Автор «Памятной книжки» Орловской губернии дал крайне нелестную оценку тамошним ремесленникам: «Здешний работник труда не любит; обращается к нему только в необходимости, очень уважает праздники, которых у него гораздо более, нежели сколько назначено табельных дней по календарю и в эти дни не станет работать. Уездные города в особенности бедны мастеровыми по производствам, требующим искусства и отделки, – и со стороны городских управлений ничего до сих пор не сделано для их развития между жителями, что не может не стеснять лиц известного сословия, которые многие предметы, сделавшиеся почти необходимыми в общественном быту, должны выписывать из столиц и других мест. Собственно в Орле есть несколько хороших мастеров из иностранцев, в особенности по цехам: булочному, живописному, серебрянному, портному; работы их весьма удовлетворительны»685
.В 1847 году некая сочинительница опубликовала очерк о Тобольске, в котором не без удивления сообщала: «Я никак не воображала найти здесь такое образованное общество, и столь приятное препровождение времени. С того начать, в Т[обольске] получают все возможные журналы. Какой здесь утонченный вкус во всем, в нарядах, в угощении, даже обращение самое привлекательное; я не верила глазам моим приехав в первый раз в Благородное собрание 22 августа, незабвенный день коронации нашего обожаемого монарха. <…> А как все дамы были прелестно одеты, ты ни за что не поверишь, ma bonne amie, но, ей богу, все это истинная правда, да и мудрено ли! здесь два прекрасные магазина и mademoiselle Adele получает журналы из Парижа и из Москвы»686
. Согласно официальной статистике 1860 года, во всей Тобольской губернии «модисток считается 22, в том числе 17 мастериц, 4 рабочих и 1 ученица. Большее число модисток в Омске (10), затем 4 в Тюмени, по 2 в Тобольске, Ялуторовске и Кургане и по 1 в Петропавловске и Туринске»687.«Политические известия получаются в Красноярске, против Петербурга, позднее месяцем, а моды запаздывают целым годом. Роскошь там еще не наложила свою свинцовую руку на карманы: не видно щегольских экипажей, разряженных, осыпанных брильянтами дам, хотя многие и в состоянии были бы то сделать»688
. Так писал очевидец о второй половине 1820-х годов. Десятилетие спустя, «с 1837 по 1845 г., когда был здесь разгар золотопромышленности», Красноярск «изумлял всюСибирь своею роскошью.

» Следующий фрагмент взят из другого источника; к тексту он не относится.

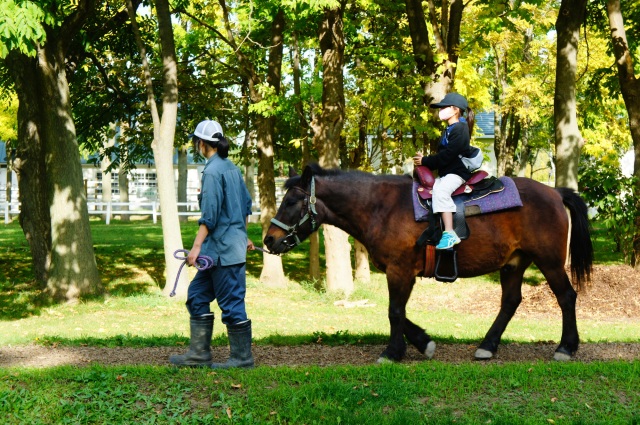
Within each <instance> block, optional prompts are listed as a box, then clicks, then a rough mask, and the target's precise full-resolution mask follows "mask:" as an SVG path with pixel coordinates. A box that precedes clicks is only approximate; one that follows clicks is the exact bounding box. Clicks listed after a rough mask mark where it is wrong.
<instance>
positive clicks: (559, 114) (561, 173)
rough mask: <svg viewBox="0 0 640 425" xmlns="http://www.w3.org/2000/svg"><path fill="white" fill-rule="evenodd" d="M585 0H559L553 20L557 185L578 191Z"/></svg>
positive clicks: (555, 158)
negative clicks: (579, 46) (578, 120)
mask: <svg viewBox="0 0 640 425" xmlns="http://www.w3.org/2000/svg"><path fill="white" fill-rule="evenodd" d="M586 11H587V0H562V3H561V4H560V10H559V12H558V19H557V20H556V33H557V55H556V91H555V96H554V99H553V115H554V128H555V143H556V157H555V163H556V186H558V187H560V186H562V187H569V188H572V189H575V190H578V162H579V160H580V149H581V148H582V145H583V139H582V135H581V134H580V129H579V128H578V120H577V113H576V75H577V63H578V43H579V40H580V27H581V26H582V24H583V23H584V20H585V16H586Z"/></svg>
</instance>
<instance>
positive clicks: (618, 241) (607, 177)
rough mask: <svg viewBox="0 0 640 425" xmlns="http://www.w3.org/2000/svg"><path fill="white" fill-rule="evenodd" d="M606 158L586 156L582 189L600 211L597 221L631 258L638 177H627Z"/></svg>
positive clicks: (583, 158) (589, 202)
mask: <svg viewBox="0 0 640 425" xmlns="http://www.w3.org/2000/svg"><path fill="white" fill-rule="evenodd" d="M615 165H617V164H615V163H614V166H612V164H611V160H610V159H609V161H607V158H606V157H602V158H596V157H583V158H582V159H581V161H580V167H579V172H578V174H579V182H580V192H581V194H582V196H583V197H584V199H585V201H586V202H587V204H588V205H590V206H591V207H593V208H595V209H596V210H597V219H598V222H599V223H601V224H602V226H603V227H605V228H606V229H607V230H608V231H609V234H610V236H611V237H612V238H613V239H614V240H615V241H616V244H617V249H616V250H617V251H618V252H622V253H623V255H624V257H625V259H627V261H630V259H631V255H632V254H633V238H634V235H635V234H636V228H635V217H636V215H637V206H636V200H635V197H634V194H633V192H634V186H635V183H636V182H635V178H634V177H626V176H624V175H622V173H620V171H619V168H618V167H617V166H615Z"/></svg>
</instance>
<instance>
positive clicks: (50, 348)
mask: <svg viewBox="0 0 640 425" xmlns="http://www.w3.org/2000/svg"><path fill="white" fill-rule="evenodd" d="M522 289H523V297H524V298H525V299H526V300H527V301H526V302H525V303H523V305H521V306H520V308H519V309H518V314H521V315H525V316H530V317H532V318H542V317H546V316H547V315H549V314H550V312H552V313H553V314H557V311H558V306H557V301H556V300H555V297H554V296H553V295H552V294H551V291H550V289H549V286H548V285H546V284H542V285H538V286H530V285H524V286H523V288H522ZM496 291H499V288H498V287H497V288H496ZM496 295H497V294H491V293H489V292H488V291H486V290H484V291H480V290H479V291H477V293H475V294H473V295H472V296H469V297H467V298H465V299H463V300H459V302H457V303H455V304H452V305H451V308H452V309H453V310H454V311H460V312H468V311H474V312H476V313H478V314H482V313H484V314H487V315H489V317H491V316H494V315H495V314H496V312H497V311H496V306H495V299H496ZM498 297H499V295H498ZM578 311H579V314H580V315H582V317H585V318H587V317H588V318H589V319H595V320H602V321H610V320H616V321H623V322H624V321H633V322H636V323H637V321H639V320H640V271H635V270H634V269H632V268H631V267H629V266H596V267H594V272H593V275H592V284H591V287H590V288H589V290H588V291H586V292H584V293H581V294H580V295H579V296H578ZM384 348H385V347H384V346H382V345H367V346H355V347H354V346H341V347H329V346H325V345H321V344H317V345H305V346H297V347H273V346H262V345H259V346H255V347H254V357H255V360H256V364H258V365H268V366H280V365H288V366H300V365H318V366H330V365H342V364H344V365H346V364H350V365H366V364H373V363H375V362H376V360H377V359H378V356H379V354H380V353H381V352H382V351H383V350H384ZM475 349H476V346H475V345H465V344H439V345H438V347H437V349H436V353H435V357H434V359H435V360H438V361H443V362H451V363H460V362H471V361H474V360H473V354H474V352H475ZM555 349H556V344H551V343H539V344H508V345H501V346H500V349H499V350H498V353H497V356H496V357H495V358H494V359H493V360H491V362H494V363H495V362H515V361H518V362H532V361H551V359H552V358H553V353H554V350H555ZM182 351H184V348H182V347H150V348H100V347H59V346H58V347H43V346H39V345H25V346H16V347H0V367H20V366H26V367H42V368H44V367H52V366H58V365H78V366H86V365H89V364H92V363H100V364H104V365H136V364H149V365H167V364H168V360H167V359H168V357H169V355H171V354H178V353H181V352H182ZM213 356H214V360H215V361H224V360H225V359H226V358H227V356H228V349H227V348H214V350H213ZM423 360H424V358H423V357H422V356H421V355H420V353H418V352H417V351H416V350H415V349H414V348H413V347H409V349H408V351H407V358H406V360H405V362H416V361H423ZM609 360H640V343H598V344H586V343H583V344H581V345H580V349H579V351H578V353H577V354H576V356H575V361H579V362H592V361H609Z"/></svg>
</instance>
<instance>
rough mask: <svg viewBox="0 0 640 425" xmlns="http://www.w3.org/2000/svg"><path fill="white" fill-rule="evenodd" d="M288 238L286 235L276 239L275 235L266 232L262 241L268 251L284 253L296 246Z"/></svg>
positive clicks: (291, 249)
mask: <svg viewBox="0 0 640 425" xmlns="http://www.w3.org/2000/svg"><path fill="white" fill-rule="evenodd" d="M288 239H289V237H288V236H284V237H282V238H279V239H276V238H275V236H273V235H269V234H267V236H265V238H264V240H263V243H264V246H266V247H267V248H268V249H269V251H270V252H272V253H274V254H284V253H285V252H289V251H291V250H292V249H293V248H294V247H295V246H296V244H295V243H293V244H291V243H289V242H288Z"/></svg>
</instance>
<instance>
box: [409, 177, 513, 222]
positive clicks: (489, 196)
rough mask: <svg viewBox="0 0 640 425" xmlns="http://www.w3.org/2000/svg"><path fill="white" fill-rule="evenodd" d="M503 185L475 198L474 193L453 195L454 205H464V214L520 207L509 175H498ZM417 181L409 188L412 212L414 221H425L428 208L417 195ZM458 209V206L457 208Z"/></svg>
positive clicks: (471, 214) (502, 209)
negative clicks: (469, 193)
mask: <svg viewBox="0 0 640 425" xmlns="http://www.w3.org/2000/svg"><path fill="white" fill-rule="evenodd" d="M499 180H500V181H501V182H502V184H503V185H504V188H503V190H501V191H499V192H492V193H489V194H487V195H484V196H482V197H479V198H475V197H474V194H473V193H471V194H468V195H467V194H465V195H459V196H456V197H454V198H453V199H454V201H455V203H456V205H458V206H459V207H460V206H461V205H460V204H463V205H464V215H465V216H473V215H479V214H486V213H490V212H494V211H500V210H505V209H509V208H515V207H521V206H522V200H521V199H520V193H519V192H518V188H517V187H516V184H515V183H514V182H513V179H511V178H510V177H500V179H499ZM418 187H419V186H418V183H417V182H415V181H414V182H413V187H412V188H411V191H412V192H411V193H412V199H413V214H414V217H415V220H416V221H426V220H427V217H428V214H429V210H428V208H427V207H426V206H425V205H424V204H423V203H422V201H421V199H420V197H419V196H418V192H417V190H418ZM458 211H460V208H459V209H458Z"/></svg>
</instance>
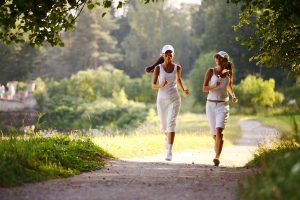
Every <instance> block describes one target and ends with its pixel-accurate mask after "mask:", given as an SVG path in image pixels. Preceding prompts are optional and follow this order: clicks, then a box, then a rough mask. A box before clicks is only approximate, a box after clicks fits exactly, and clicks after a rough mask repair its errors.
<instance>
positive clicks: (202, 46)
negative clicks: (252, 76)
mask: <svg viewBox="0 0 300 200" xmlns="http://www.w3.org/2000/svg"><path fill="white" fill-rule="evenodd" d="M201 6H203V7H204V8H202V10H203V11H204V18H205V19H204V22H202V23H204V30H203V32H202V34H199V36H198V38H199V39H198V46H199V51H200V56H201V54H206V53H208V52H211V51H215V52H216V51H220V50H223V51H226V52H228V53H229V55H230V59H231V61H232V62H233V63H234V65H235V75H234V78H235V80H234V82H237V83H238V82H240V81H241V80H242V79H244V78H245V77H246V76H247V75H248V74H256V73H258V72H259V67H256V66H255V63H254V62H249V61H248V60H249V58H250V57H251V56H253V52H251V51H249V50H248V49H247V48H246V47H243V46H242V45H241V44H240V43H239V42H237V41H236V40H235V37H236V36H237V35H238V33H236V32H235V31H234V29H233V25H234V24H237V23H238V22H239V19H238V15H239V11H240V9H239V7H237V6H235V5H232V4H227V3H226V1H216V2H215V3H213V2H210V4H208V5H201ZM203 11H202V12H203ZM198 26H199V25H198ZM211 59H212V60H213V58H212V57H211ZM207 67H212V66H207Z"/></svg>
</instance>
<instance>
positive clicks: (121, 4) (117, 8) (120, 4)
mask: <svg viewBox="0 0 300 200" xmlns="http://www.w3.org/2000/svg"><path fill="white" fill-rule="evenodd" d="M122 7H123V3H122V1H119V3H118V6H117V9H119V8H122Z"/></svg>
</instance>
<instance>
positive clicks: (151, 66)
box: [145, 56, 165, 73]
mask: <svg viewBox="0 0 300 200" xmlns="http://www.w3.org/2000/svg"><path fill="white" fill-rule="evenodd" d="M164 61H165V60H164V57H162V56H161V57H159V58H158V59H157V61H156V62H155V63H154V64H153V65H151V66H149V67H146V68H145V71H146V72H147V73H153V72H154V68H155V67H156V66H157V65H159V64H162V63H163V62H164Z"/></svg>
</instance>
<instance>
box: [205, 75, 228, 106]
mask: <svg viewBox="0 0 300 200" xmlns="http://www.w3.org/2000/svg"><path fill="white" fill-rule="evenodd" d="M217 80H220V81H221V84H220V85H219V86H217V87H216V88H214V89H212V90H209V92H208V95H207V99H208V100H216V101H229V95H228V91H227V87H228V84H229V77H228V76H227V77H224V78H218V77H217V76H216V74H215V69H213V75H212V76H211V78H210V81H209V84H208V85H209V86H211V85H213V84H215V83H216V82H217Z"/></svg>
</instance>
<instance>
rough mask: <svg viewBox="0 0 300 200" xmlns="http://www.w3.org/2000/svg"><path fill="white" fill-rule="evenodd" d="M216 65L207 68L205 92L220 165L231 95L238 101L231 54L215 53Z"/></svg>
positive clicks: (215, 161)
mask: <svg viewBox="0 0 300 200" xmlns="http://www.w3.org/2000/svg"><path fill="white" fill-rule="evenodd" d="M214 59H215V63H216V66H215V67H214V68H210V69H208V70H207V72H206V74H205V77H204V82H203V92H208V95H207V102H206V116H207V119H208V121H209V125H210V130H211V134H212V136H213V139H214V141H215V153H216V155H215V158H214V159H213V162H214V165H215V166H219V164H220V160H219V159H220V155H221V152H222V147H223V142H224V141H223V131H224V128H225V124H226V121H227V119H228V117H229V103H228V102H229V95H228V92H229V93H230V95H231V97H232V102H233V103H236V102H237V101H238V99H237V98H236V96H235V94H234V91H233V64H232V63H231V62H230V61H229V55H228V54H227V53H226V52H225V51H220V52H218V53H216V54H215V55H214Z"/></svg>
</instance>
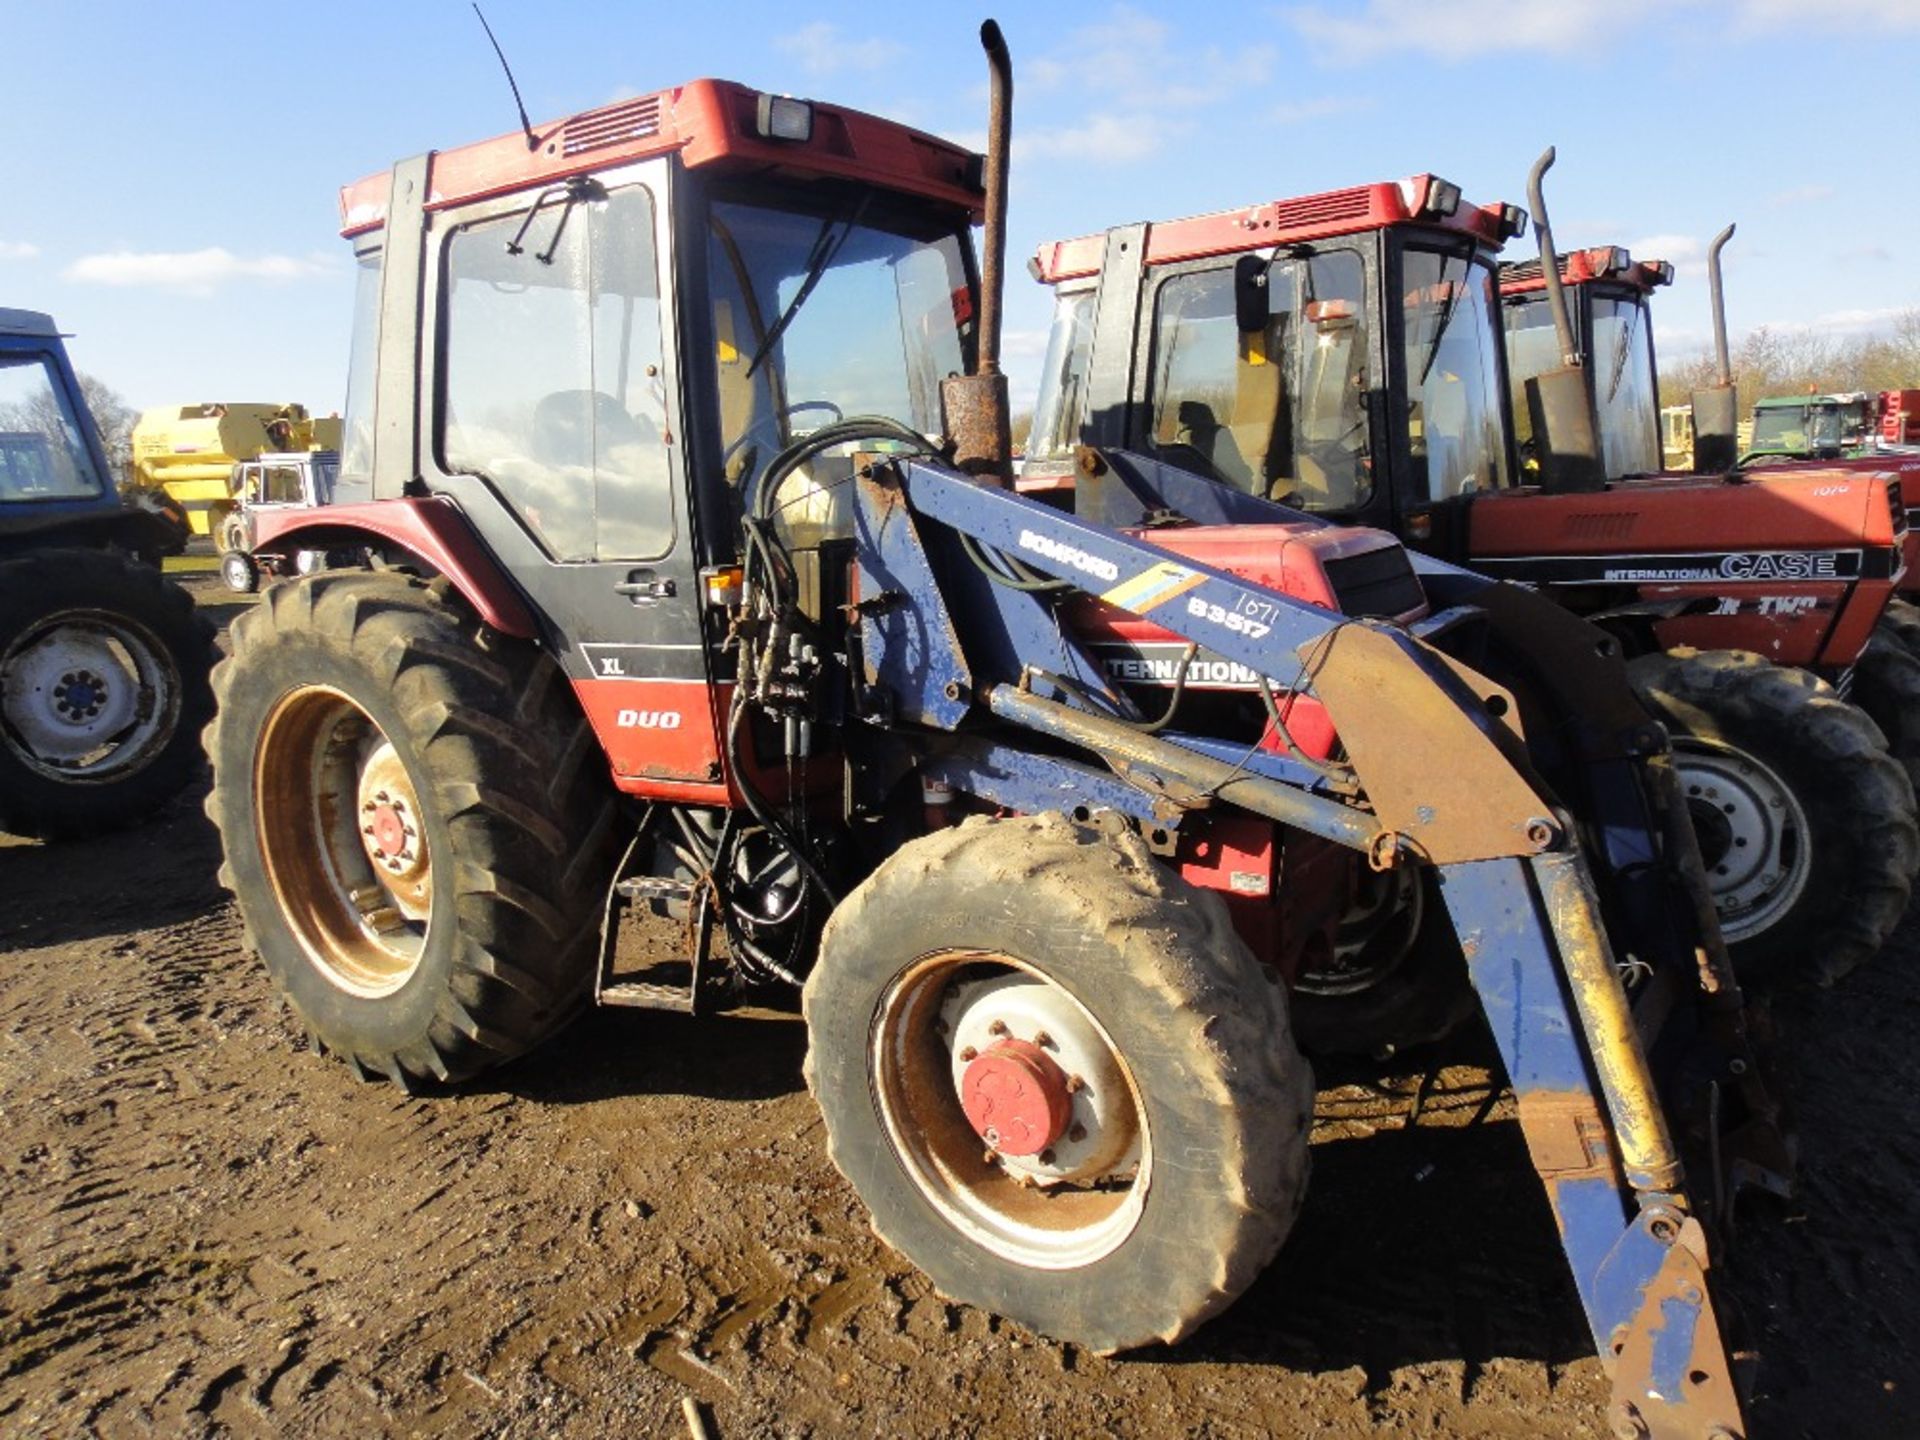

В это время возникали здесь винные погребки с дорогими винами, магазины с готовым платьем и показались у домов вывески разных житейских потребностей»689
.В Самаре существовали трудности с приобретением качественной одежды: «Из ремесленников крайний недостаток в хороших мебельщиках, резчиках на меди, портных, сапожниках, часовых мастерах и модистках. Необходимые вещи: мебель, платье и т. п., жители принуждены часто выписывать из Симбирска (за 200 верст), или и еще далее, из Нижнего Новгорода, а иногда и из Москвы»690
.Модная промышленность Нижнего Новгорода развивалась весьма активно. Иностранный студент, эвакуированный сюда осенью 1812 года, отметил в своем дневнике: «Нижний Новгород многое выиграл благодаря пребыванию в городе беженцев из Москвы. Уже с сентября месяца иной жизнию зажила торговля. Появились товары, о которых нижегородские купцы вряд ли слыхали ранее. Открылись новые лавки, – к примеру, торговля перчатками и хлопчатобумажными тканями. <…> На верхнем рынке построено здание с лавками, кои открыли московские купцы»691
. Помимо русских беженцев, там оказались и некоторые французы, по решению московских властей «удаленные из сей столицы на жительство в Нижний Новгород». Среди ссыльных – портной Луи Сегю, купцы Франц Гут, Жан Арман, владелец известного модного магазина Александр Демонси692. Но остается неясным, занимались ли они своим ремеслом, находясь в вынужденной ссылке, и оказали ли какое-то влияние на местную промышленность.